Alexei Wood, a journalist who was arrested while covering a protest of Donald J. Trump’s inauguration, was found not guilty at the Superior Court of the District of Columbia on Thursday of all seven counts against him, including conspiracy to riot and several counts of destruction of property. Mr. Wood had originally faced up to 61 years in prison.
His five fellow defendants — Michelle Macchio, Jennifer Armento, Christina Simmons, Oliver Harris and Brittne Lawson — were also found not guilty of all charges after a nearly four-week trial.
“Alexei was overwhelmed in court and doubled over crying,” Brett E. Cohen, Mr.

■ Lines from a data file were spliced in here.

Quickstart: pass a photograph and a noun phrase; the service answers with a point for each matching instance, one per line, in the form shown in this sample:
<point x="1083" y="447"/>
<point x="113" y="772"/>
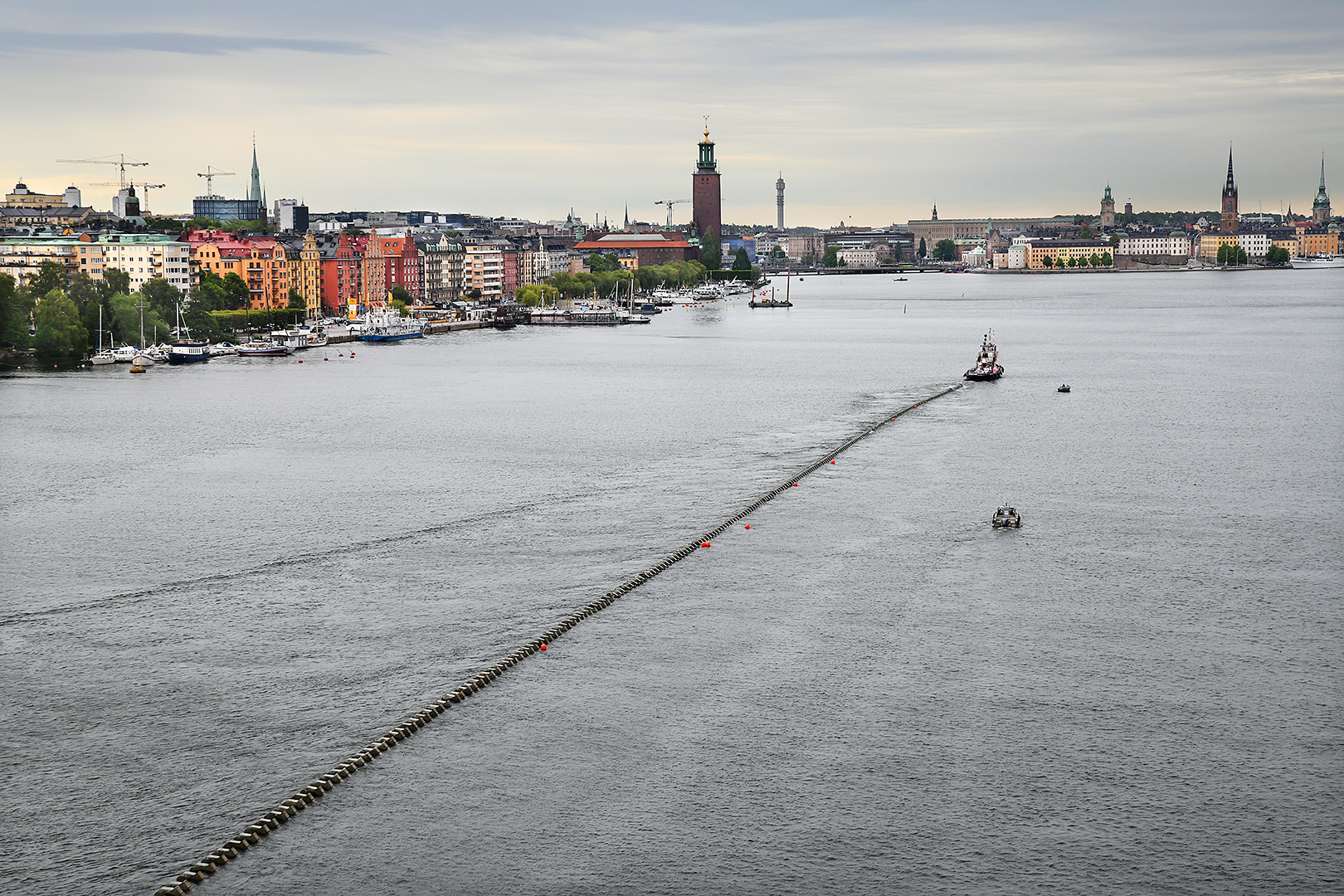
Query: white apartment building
<point x="485" y="270"/>
<point x="1172" y="243"/>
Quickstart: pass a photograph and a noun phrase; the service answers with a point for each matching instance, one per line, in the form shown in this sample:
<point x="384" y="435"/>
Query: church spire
<point x="254" y="191"/>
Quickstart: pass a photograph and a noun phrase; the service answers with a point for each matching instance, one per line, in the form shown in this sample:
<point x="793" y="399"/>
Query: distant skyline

Wood’s lawyer, said in an interview soon after the decision came in. “In these times of press prosecution, I feel this is an important victory.”

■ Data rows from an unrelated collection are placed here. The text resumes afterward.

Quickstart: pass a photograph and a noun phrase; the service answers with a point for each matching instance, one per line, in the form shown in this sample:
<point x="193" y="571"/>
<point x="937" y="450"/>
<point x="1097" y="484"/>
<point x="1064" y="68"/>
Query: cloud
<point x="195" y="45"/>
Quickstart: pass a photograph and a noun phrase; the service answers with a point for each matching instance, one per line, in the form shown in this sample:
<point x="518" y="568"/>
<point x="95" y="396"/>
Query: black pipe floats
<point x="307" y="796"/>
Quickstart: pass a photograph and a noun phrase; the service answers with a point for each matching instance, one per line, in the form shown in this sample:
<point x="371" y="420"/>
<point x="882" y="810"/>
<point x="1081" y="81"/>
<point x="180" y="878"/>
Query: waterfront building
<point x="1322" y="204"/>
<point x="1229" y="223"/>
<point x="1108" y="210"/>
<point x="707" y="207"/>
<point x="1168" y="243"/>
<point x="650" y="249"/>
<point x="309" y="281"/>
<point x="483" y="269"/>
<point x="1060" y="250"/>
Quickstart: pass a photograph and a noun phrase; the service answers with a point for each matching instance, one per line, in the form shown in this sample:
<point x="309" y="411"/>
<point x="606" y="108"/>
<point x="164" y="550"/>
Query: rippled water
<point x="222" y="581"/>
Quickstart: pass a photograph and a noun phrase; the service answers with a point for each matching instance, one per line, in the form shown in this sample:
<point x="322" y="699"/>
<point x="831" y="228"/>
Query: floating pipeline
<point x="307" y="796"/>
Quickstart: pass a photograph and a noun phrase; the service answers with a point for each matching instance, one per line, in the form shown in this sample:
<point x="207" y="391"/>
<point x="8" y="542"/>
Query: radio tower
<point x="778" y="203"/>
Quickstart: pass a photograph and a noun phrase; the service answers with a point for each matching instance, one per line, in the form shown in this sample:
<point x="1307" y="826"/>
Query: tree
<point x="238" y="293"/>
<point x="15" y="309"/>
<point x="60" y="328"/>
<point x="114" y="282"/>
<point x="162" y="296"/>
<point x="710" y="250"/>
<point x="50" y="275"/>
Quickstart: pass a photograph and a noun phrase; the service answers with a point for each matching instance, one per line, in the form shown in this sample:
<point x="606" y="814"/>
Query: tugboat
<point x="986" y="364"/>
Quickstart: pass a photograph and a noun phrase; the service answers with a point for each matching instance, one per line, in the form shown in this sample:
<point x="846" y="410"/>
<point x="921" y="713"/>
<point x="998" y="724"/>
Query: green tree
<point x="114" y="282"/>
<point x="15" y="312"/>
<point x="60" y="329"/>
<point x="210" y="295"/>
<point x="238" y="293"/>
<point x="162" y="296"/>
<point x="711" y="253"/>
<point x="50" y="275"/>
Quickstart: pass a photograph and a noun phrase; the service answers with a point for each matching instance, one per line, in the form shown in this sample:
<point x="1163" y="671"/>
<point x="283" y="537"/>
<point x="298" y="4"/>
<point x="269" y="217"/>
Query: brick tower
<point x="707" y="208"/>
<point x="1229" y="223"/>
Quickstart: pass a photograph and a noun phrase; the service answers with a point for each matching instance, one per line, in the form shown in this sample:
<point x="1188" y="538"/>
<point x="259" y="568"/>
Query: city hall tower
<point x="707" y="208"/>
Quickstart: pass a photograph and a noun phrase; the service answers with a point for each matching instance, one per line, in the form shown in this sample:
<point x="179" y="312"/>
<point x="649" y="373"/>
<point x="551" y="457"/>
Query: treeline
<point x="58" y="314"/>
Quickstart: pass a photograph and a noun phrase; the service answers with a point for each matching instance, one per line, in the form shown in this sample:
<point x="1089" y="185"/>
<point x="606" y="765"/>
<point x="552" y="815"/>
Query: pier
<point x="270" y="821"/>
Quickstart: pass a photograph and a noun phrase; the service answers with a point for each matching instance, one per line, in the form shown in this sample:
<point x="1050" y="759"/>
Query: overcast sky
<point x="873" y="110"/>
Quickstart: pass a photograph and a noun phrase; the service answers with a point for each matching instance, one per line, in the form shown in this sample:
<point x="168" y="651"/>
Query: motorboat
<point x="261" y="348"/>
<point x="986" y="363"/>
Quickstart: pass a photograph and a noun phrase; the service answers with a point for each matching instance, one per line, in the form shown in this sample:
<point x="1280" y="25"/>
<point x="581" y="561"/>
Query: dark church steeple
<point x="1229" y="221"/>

Prosecutors said the six defendants were among a group that cut a violent swath through 16 blocks of the city, smashing windows of businesses, tossing newspaper boxes into the street and damaging a car. Authorities tallied the damages at more than $100,000. The lawyers for the defendants had countered that their clients and most others in the group of about 500 were peacefully protesting, with only a handful becoming violent.
Mr. Wood, 37, a freelance photographer and videographer based in San Antonio, was one of over 200 people arrested at the protest, which was organized by an activist group called Disrupt J20. Among those arrested were nine journalists. The government has dropped the charges against seven of those people. Mr. Wood and Aaron Cantú, a staff reporter at The Santa Fe Reporter in New Mexico who was working as a freelancer in January, were the only two journalists who faced charges. Mr. Cantú’s trial is scheduled for October 2018.
Mr. Wood had primarily worked as a commercial photographer but had been trying to build his portfolio as a photojournalist when he went to cover the J20 protest.
Leading up to Inauguration Day, Mr. Wood sent emails to editors in San Antonio, including one to an editor at Rivard Report, a local news website. One email read, “Just checking in. Got any assignments you want to throw at me?” In another, Mr. Wood said he was interested in focusing on “street friction, protest and support and police.”
Mr. Wood live-streamed the event on Facebook, which ended up being a prime piece of evidence in the case — both for the prosecution and his defense.
The Facebook video showed Mr. Wood documenting the protest as it turned violent, and into what the government classified as a riot. Mr. Wood can be seen taking photographs and is heard letting out cries of “Whoo!” as he documents protesters vandalizing property. He also identifies himself as a journalist and flashes a press pass.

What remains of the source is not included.